Friday, September 26, 2008

Free kibbles

JPMorgan buys Washington Mutual Bank.

Somali pirates capture Ukranian ship carrying 33 tanks. I guess it never crossed the Ukranians' minds to protect that ship in pirate infested waters.

McCain agrees to debate. Now I think this is a smooth move. His position now is he made the gesture to suspend his campaign and cancel the debate for the good of the country. Obama didn't make that sacrifice. McCain went to Washington and stood up to the socialist forces of Bush and Democrats, showing real leadership in making an alternative proposal feasible. Obama didn't. Then McCain was still able to make the debate. I think McCain looked quite a bit like a leader in this situation while Obama looked like a typical politician. If McCain does well at the debate tonight, he's going to leave Obama looking second rate all the way around.
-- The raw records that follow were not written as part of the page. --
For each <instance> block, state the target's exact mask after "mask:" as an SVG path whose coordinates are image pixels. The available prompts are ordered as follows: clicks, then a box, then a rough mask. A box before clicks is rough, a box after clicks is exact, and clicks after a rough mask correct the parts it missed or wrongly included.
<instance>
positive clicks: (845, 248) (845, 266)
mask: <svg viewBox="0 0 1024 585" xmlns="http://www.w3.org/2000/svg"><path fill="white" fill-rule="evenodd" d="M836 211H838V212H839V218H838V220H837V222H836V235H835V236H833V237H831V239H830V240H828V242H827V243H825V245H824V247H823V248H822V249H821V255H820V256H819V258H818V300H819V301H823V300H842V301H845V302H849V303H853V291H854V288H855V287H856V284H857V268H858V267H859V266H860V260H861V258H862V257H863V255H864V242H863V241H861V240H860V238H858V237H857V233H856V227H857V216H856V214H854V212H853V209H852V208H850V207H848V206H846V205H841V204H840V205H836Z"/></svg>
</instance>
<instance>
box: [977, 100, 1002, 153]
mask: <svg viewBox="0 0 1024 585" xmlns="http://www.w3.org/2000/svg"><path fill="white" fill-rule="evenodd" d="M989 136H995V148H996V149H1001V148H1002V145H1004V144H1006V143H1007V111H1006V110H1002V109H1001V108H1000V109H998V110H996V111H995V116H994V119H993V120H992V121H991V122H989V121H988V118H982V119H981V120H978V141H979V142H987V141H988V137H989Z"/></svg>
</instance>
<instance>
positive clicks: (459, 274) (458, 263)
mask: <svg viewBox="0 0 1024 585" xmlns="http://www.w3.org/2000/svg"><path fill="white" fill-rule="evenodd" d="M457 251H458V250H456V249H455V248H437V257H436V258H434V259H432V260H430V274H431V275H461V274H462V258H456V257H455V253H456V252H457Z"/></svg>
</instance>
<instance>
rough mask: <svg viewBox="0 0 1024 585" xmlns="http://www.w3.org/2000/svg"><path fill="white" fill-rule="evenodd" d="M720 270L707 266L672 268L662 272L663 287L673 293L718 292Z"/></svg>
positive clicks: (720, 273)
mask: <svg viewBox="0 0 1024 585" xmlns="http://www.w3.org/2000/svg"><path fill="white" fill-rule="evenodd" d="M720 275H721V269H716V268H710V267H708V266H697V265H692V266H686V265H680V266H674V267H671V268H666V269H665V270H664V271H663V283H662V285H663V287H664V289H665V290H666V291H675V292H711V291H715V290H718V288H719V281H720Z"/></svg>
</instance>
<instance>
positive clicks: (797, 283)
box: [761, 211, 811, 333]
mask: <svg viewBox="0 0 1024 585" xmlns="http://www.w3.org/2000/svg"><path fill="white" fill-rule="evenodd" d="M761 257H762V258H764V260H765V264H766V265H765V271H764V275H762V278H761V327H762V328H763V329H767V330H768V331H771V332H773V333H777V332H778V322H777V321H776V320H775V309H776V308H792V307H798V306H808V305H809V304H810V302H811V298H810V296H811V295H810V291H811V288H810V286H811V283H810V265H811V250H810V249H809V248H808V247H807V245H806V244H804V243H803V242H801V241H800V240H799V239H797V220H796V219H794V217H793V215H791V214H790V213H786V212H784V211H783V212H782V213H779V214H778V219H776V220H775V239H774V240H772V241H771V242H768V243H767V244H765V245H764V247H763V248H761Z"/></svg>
The Washington Post runs a great article describing how this huge bailout proposal has created market value for Cato scholars espousing libertarian ideals. This is nice portrait of Cato.

In 1997, Cato describes how Fannie Mae and Freddie Mac, because they are government protected organizations, were putting the entire financial market and therefore taxpayers at risk. It also describes the role of the Community Reinvestment Act. This stuff isn't rocket science, and this collapse was anything but unexpected.

Author explains that Wall Street as we knew it no longer exists. He also explains that trying to blame this crisis on deregulation is absurd, his word and mine.

Cato scholar highlights how often politicians appear to be surprised by the obvious, and he lists numerous examples from the US and abroad. Very entertaining and humorous, but he ends seriously when he explains why this happens and calls for criminal prosecution for them. The cure for this problem is severely limited government.

Links to many Cato articles on the financial crisis. I could have used that last week.

Cato recommends privatizing NASA, pointing out that NASA is making space flight more expensive instead of cheaper.

Insight into the process of negotiating the biggest socialist program in history.

Reason asks a number of free market economists the same 3 questions about the current economic crisis. I wish they had asked for alternative solutions.